Running neck-deep inside a building that moves up to 800 tons of construction and demolition debris (C&D) every day is tough on a machine. Just ask Sun Services, a C&D recycling facility serving communities in the Beltway region of Baltimore, MD and Washington, DC.
Maximizing uptime was top-of-mind for Sun Recycling partners Brian Shipp and Andrew Springer when they recently purchased a new SENNEBOGEN 818 M material handler from Midlantic Equipment. It was the third 818 they had purchased over a 14-month period.
Their facility, first opened in 2013, starting with a conventional fleet of wheel loaders and excavators.

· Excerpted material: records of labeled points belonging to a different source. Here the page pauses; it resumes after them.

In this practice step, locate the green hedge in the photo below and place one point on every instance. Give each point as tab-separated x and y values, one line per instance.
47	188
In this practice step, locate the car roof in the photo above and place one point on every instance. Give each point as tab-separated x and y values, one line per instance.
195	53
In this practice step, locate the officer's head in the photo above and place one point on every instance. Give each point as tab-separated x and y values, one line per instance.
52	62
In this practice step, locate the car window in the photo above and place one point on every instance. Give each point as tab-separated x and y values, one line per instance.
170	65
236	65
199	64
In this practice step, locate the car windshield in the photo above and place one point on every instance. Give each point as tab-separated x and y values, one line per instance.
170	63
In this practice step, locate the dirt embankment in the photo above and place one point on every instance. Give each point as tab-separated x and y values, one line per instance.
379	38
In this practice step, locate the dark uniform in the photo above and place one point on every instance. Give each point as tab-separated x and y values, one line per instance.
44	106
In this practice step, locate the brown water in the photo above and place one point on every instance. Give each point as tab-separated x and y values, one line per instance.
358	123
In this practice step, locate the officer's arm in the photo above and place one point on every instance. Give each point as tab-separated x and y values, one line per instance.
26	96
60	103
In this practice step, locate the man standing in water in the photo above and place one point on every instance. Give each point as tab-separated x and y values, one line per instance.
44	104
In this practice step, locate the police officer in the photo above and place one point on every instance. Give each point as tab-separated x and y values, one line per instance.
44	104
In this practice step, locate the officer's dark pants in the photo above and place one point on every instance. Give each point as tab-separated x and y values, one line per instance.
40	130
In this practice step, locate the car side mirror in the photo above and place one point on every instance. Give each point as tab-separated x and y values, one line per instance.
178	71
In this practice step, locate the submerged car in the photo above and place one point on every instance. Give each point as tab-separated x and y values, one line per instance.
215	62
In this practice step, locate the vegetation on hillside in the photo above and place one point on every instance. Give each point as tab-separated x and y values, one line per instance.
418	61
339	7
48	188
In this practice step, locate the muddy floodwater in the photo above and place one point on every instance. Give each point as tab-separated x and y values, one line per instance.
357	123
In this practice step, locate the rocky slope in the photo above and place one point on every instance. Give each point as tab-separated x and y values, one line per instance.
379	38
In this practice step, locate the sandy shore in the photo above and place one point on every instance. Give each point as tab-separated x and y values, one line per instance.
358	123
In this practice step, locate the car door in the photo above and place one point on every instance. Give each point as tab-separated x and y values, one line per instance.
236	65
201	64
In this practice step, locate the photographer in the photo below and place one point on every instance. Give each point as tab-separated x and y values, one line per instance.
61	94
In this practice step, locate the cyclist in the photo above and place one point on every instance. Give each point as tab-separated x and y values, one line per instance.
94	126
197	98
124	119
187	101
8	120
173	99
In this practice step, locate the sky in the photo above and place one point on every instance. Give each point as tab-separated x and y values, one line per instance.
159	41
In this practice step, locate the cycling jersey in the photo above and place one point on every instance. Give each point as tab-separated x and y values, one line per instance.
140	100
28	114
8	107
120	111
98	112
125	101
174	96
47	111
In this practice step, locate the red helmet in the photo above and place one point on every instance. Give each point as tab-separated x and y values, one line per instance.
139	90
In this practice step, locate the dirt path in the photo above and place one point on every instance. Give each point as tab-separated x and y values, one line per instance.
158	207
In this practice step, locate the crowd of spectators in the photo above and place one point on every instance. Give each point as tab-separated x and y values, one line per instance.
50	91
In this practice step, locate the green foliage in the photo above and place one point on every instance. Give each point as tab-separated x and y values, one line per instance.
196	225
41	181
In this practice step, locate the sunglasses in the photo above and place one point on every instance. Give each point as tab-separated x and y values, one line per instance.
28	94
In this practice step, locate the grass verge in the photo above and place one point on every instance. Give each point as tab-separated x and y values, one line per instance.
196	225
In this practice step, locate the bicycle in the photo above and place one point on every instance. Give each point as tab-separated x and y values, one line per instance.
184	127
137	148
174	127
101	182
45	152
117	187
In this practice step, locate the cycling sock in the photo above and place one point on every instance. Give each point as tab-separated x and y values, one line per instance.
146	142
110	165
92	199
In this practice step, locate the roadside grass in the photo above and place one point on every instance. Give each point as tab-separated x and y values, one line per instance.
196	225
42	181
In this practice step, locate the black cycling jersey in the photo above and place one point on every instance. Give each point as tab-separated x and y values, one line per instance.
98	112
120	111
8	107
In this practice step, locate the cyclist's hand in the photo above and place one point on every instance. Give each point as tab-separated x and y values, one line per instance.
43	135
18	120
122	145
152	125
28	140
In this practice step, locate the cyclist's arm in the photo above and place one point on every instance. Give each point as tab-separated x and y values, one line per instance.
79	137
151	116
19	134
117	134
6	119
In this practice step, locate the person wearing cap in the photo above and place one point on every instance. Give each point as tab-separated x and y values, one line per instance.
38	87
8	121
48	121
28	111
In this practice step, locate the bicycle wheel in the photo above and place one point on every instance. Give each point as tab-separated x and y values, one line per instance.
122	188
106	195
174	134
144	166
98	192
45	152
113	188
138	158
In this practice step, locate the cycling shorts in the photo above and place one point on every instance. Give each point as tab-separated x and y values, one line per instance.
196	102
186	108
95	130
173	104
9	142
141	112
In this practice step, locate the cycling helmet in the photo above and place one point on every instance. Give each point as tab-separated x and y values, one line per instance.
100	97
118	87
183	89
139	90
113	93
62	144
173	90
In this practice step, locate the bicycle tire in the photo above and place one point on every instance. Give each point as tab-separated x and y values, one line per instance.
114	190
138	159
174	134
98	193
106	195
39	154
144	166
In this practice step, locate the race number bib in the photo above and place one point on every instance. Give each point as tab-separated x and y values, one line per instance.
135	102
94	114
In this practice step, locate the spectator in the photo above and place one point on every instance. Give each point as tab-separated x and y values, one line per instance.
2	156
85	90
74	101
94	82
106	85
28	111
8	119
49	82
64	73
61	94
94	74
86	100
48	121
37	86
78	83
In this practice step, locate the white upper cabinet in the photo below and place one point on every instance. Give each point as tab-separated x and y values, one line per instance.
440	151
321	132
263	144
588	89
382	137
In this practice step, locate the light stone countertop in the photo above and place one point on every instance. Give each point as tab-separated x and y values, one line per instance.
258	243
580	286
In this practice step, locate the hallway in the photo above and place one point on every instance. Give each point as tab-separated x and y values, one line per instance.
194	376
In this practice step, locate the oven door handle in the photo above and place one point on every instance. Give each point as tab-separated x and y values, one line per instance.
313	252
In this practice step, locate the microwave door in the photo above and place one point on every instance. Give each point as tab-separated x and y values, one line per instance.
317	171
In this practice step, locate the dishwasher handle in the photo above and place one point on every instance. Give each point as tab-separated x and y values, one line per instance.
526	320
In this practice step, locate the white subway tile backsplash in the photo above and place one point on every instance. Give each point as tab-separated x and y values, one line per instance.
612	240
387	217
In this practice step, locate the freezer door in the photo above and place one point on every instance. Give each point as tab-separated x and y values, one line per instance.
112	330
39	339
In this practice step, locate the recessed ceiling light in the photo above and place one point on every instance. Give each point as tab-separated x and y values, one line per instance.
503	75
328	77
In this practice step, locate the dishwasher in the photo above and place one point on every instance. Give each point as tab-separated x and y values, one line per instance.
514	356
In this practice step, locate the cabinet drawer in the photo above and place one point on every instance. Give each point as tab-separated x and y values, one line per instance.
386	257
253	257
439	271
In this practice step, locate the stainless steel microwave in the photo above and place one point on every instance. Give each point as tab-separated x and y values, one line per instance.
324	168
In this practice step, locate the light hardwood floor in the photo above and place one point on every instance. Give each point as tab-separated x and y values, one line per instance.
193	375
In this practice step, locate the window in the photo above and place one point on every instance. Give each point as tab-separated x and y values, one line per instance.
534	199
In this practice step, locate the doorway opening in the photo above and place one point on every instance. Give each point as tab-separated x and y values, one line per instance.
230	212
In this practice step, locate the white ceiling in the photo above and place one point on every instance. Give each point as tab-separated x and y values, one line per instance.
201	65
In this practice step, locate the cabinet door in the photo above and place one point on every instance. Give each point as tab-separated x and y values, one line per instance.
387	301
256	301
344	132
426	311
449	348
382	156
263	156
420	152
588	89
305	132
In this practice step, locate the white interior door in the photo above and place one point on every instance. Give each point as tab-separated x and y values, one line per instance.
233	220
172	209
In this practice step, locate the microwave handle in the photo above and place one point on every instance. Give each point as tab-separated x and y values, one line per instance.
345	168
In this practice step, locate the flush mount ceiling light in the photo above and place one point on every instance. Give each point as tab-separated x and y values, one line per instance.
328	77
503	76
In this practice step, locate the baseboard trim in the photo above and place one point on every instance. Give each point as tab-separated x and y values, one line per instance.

Looking for alternatives to load their new shredder, their wish list led them to consider replacing the excavator with material handlers.
"We wanted an elevating cab," Shipp recalls. "And we needed rotation in the grapple in order to pick out material that shouldn't go into the shredder." But a material handler that could live in the recyclers' extreme environment remained a top priority.
Serious about recycling
Shipp and his father Gary, first got in to the trash business with Springer in 2004. As their knowledge of trash hauling grew, their interest in new processes for recycling grew. Following a 5-year process of licensing and planning, they built the new Sun Recycling facility with the goal of sending no material to a landfill. With the success they've achieved, Sun Recycling is now able to offer LEED® credits to projects that use their services.
"We are serious about recycling; we don't just pay lip service to it," said Springer. "We believe recycling will only become more important. There aren't many companies recycling at our level."
Today, their facility receives 125 to 200 truckloads of waste material every day, six days a week. They deploy dumpsters and roll-off trucks throughout the DC region. Loads of construction and demolition debris, asphalt, dirt, metals, drywall, wood, carpeting, furniture and other waste materials are all dropped on the facility's tipping floor. Then, one of the 818s goes to work. The system runs flat out for 10 hours straight to process and sort the mixed waste into various recycling streams.